$$\rightleftharpoonup{xx}$$
$$\longleftharp{xx}$$,
$$\longrightharp{xx}$$,
Tutaj prezentowany jest protokół wykrywania aktywności TOP1 za pomocą testu REEAD16. Protokół został wykorzystany do wykrycia rekombinowanej aktywności TOP1 przy użyciu czterech różnych metod odczytu: skanera fluorescencyjnego, mikroskopu fluorescencyjnego, chemiluminescencji i kolorymetrii. Protokół został również wykorzystany do wykrycia aktywności TOP1 wyekstrahowanego z komórek Caco2, jako przykład ekstraktu surowego, z odczytem chemiluminescencji lub TMB. Co więcej, protokół został wykorzystany jako narzędzie przesiewowe leków, do wykrywania hamowania aktywności rekombinowanego TOP1 przez CPT, jako przykład inhibitora specyficznego dla TOP1, przy użyciu metody odczytu chemiluminescencji.

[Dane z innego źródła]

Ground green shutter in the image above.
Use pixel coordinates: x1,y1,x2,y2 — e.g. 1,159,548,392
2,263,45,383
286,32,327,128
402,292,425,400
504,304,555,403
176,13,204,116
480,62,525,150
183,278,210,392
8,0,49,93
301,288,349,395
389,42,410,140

Wyniki uzyskane podczas analizy aktywności TOP1 za pomocą odczytu fluorescencji są przedstawione w Rysunek 2 i Rysunek 3. Reprezentatywny skan szkiełka fluorescencyjnego i wynikowe oznaczanie ilościowe przedstawiono na rysunku Rysunek 2. Jak wynika z oceny ilościowej, granica wykrywalności tego odczytu wynosi 12,5 ng TOP1. Reprezentatywne obrazy i wynikowa kwantyfikacja uzyskana przy użyciu odczytu z mikroskopu fluorescencyjnego są pokazane na rysunku Rysunek 3. Przy użyciu tej metody odczytu granica wykrywalności wynosi zaledwie 0,1 ng TOP1. Wyniki uzyskane podczas analizy aktywności TOP1 za pomocą odczytu chemiluminescencji są przedstawione w Rysunek 4, a wyniki z odczytu kolorymetrycznego są przedstawione w Rysunek 5. Granica wykrywalności tych metod odczytu wynosi 6 ng TOP1 lub jako TOP1 wyekstrahowany z 312 komórek Caco2. Rysunek 6 pokazuje pomiary aktywności TOP1 w obecności 80 μM CPT lub DMSO jako przykład zastosowania badań przesiewowych leków. Reprezentatywny obraz i wynikająca z niego kwantyfikacja trzech niezależnych eksperymentów pokazują, że CPT hamuje cyrkularyzację substratu za pośrednictwem TOP1 zgodnie z oczekiwaniami24,25.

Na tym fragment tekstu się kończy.